UNITED STATES -- It's been a confusing and frustrating final weeks of the year for taxpayers and their financial advisors as Congress struggled to reach a compromise on the fiscal cliff.

"It's a very difficult task giving advice sometimes when you don't know what the tax laws are," said Frank Squadrito Jr., a Certified Public Accountant partner at D'Arcangelo and Co.

With a number of proposals floating around Congress, accountants have had to plan for a variety of scenarios, without certainty in any of them.

"Taxes are going to go up next year, at least to some degree. The question is, how much," said Mike Reilly, a Certified Public Accountant, Partner in Charge of Tax Department at Dannible and McKee.

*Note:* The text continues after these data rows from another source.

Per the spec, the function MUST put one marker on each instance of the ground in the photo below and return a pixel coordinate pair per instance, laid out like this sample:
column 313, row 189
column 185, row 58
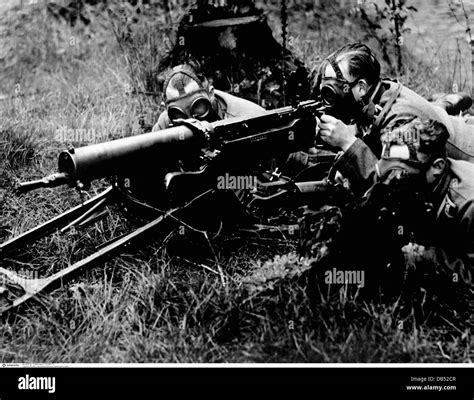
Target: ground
column 158, row 306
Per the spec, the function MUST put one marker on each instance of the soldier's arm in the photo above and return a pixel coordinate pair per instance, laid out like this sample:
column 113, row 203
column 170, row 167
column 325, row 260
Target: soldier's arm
column 458, row 257
column 357, row 164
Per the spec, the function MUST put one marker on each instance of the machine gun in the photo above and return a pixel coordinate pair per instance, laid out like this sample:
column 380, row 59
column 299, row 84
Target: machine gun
column 233, row 146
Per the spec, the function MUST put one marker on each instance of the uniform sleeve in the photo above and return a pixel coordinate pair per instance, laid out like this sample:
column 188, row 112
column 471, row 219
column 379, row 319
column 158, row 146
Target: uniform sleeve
column 458, row 258
column 357, row 164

Financial advisors have been trying to predict the effects on individuals if the Bush tax cuts will expire, be extended for everyone or just be extended for certain incomes.

"I think it's a big concern because it really puts taxpayers in an uncomfortable position because they can't plan. They're advisors can't plan. It's actually costing them more money because as advisors, we have to run the calculations several times. We have to run them on a guess and then when it does pass, we might have to run additional calculations," said Reilly.

In most cases accountants have advised clients to cash in stocks in 2012 to avoid potential double digit percentage tax increases on those profits in 2013.

"It's hard to tell people, 'Why don't you pay more tax this year, so you'll pay tax less next year.' That's a hard sell sometimes," said Squadrito.

Reilly added, "If they have long-term capital gains, that's taxed at a 15 percent rate right now for federal. That's the lowest rate it's probably going to be for a long period of time."

While some clients have taken that advice, many simply can't afford to.

Financial advisors say regardless of how the crisis is resolved, everyone will feel the effects, as Congress will have to address the mounting federal debt.

If a decision isn't made by the New Year, there's still a chance that something could be done retroactively. But experts say the longer agreement put off, the harder it will be to mitigate the effects.